Howdy all,
I have been fighting for several days with trying to get LAMMPI to work with
GM 2.0.19 (myrinet) on our G5 (OS X 10.3.7) cluster. I have been through
the archives, found many possible solutions, but still don't have it
working.
I have tried lam 7.1.1 and 7.2.1.b without success. Here is the information
that I have....any and all suggestions welcome!
I configure LAM 7.2.1b using
./configure --prefix=/Users/Shared/LAM7.2b/ --with-memory-manager=none
--without-romio --with-rpi=gm --with-rpi-gm=/common/gm --disable-tv-queue
It seems to configure, make and install properly.

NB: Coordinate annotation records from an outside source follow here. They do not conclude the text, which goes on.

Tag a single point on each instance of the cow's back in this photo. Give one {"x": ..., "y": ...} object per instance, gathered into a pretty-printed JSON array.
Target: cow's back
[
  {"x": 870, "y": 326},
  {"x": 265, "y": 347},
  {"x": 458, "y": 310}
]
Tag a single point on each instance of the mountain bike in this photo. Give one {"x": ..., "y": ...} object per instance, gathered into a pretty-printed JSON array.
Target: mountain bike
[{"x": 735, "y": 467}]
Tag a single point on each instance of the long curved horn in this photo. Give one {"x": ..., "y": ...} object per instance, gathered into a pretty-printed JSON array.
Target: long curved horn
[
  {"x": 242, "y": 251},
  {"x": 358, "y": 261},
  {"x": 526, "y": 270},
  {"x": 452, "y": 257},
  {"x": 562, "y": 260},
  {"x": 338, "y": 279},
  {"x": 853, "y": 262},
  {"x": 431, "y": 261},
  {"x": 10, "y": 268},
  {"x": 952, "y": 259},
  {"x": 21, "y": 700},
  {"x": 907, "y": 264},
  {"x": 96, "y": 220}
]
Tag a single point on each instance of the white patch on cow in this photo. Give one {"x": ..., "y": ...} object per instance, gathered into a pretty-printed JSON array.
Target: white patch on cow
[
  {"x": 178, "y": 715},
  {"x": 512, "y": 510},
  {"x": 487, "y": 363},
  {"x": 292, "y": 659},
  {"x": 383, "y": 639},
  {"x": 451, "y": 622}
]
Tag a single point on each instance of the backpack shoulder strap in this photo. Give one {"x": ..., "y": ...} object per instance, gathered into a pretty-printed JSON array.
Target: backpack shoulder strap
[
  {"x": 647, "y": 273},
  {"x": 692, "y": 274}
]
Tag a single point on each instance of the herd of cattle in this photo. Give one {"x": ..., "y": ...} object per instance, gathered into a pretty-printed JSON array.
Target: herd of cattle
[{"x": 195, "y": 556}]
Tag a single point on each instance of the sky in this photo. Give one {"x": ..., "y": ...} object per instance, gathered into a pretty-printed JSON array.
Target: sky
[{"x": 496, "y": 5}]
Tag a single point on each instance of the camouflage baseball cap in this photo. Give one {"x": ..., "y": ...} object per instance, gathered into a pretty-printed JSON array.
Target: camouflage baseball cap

I reset my path to use
the /Users/Shared/LAM7.2b directory and "which mpirun" points to the proper
directory.
Running laminfo gives the following
node065:/usr/local jjp8508$ laminfo
LAM/MPI: 7.2b1svn10122
Prefix: /Users/Shared/LAM7.2b
Architecture: powerpc-apple-darwin7.7.0
Configured by: jjp8508
Configured on: Wed Apr 13 09:32:25 CDT 2005
Configure host: cat.tamu.edu
Memory manager: none
C bindings: yes
C++ bindings: yes
Fortran bindings: yes
C compiler: gcc
C++ compiler: g++
Fortran compiler: f77
Fortran symbols: plain
C profiling: yes
C++ profiling: yes
Fortran profiling: yes
C++ exceptions: no
Thread support: yes
ROMIO support: no
IMPI support: no
Debug support: no
Purify clean: no
SSI boot: globus (API v1.1, Module v0.6)
SSI boot: rsh (API v1.1, Module v1.1)
SSI boot: slurm (API v1.1, Module v1.0)
SSI coll: lam_basic (API v1.1, Module v7.1)
SSI coll: shmem (API v1.1, Module v1.0)
SSI coll: smp (API v1.1, Module v1.2)
SSI rpi: crtcp (API v1.1, Module v1.1)
SSI rpi: gm (API v1.1, Module v1.2)
SSI rpi: lamd (API v1.0, Module v7.1)
SSI rpi: sysv (API v1.0, Module v7.1)
SSI rpi: tcp (API v1.0, Module v7.1)
SSI rpi: usysv (API v1.0, Module v7.1)
SSI cr: self (API v1.0, Module v1.0)
I compiled the lamtest-7.1.1 then do a
node065:~/gm jjp8508$ lamboot -v ./machines
LAM 7.2b1svn04132005/MPI 2 C++ - Indiana University
n-1<16740> ssi:boot:base:linear: booting n0 (node065.cluster.private)
n-1<16740> ssi:boot:base:linear: booting n1 (node066.cluster.private)
n-1<16740> ssi:boot:base:linear: booting n2 (node067.cluster.private)
n-1<16740> ssi:boot:base:linear: finished
When I try to run a simple test program from the 7.1.1 test suite using gm,
I get the following
node065:~/gm jjp8508$ mpirun C -ssi rpi gm -ssi rpi_verbose level:1000 ./cpi
n0<16758> ssi:rpi:open: verbosity:1000
n0<16759> ssi:rpi:open: verbosity:1000
n0<16759> ssi:rpi:open: looking for rpi module named gm
n2<26249> ssi:rpi:open: verbosity:1000
n1<18867> ssi:rpi:open: verbosity:1000
n2<26249> ssi:rpi:open: looking for rpi module named gm
n1<18867> ssi:rpi:open: looking for rpi module named gm
n0<16758> ssi:rpi:open: looking for rpi module named gm
----------------------------------------------------------------------------
-
The rpi module named "gm" could not be found.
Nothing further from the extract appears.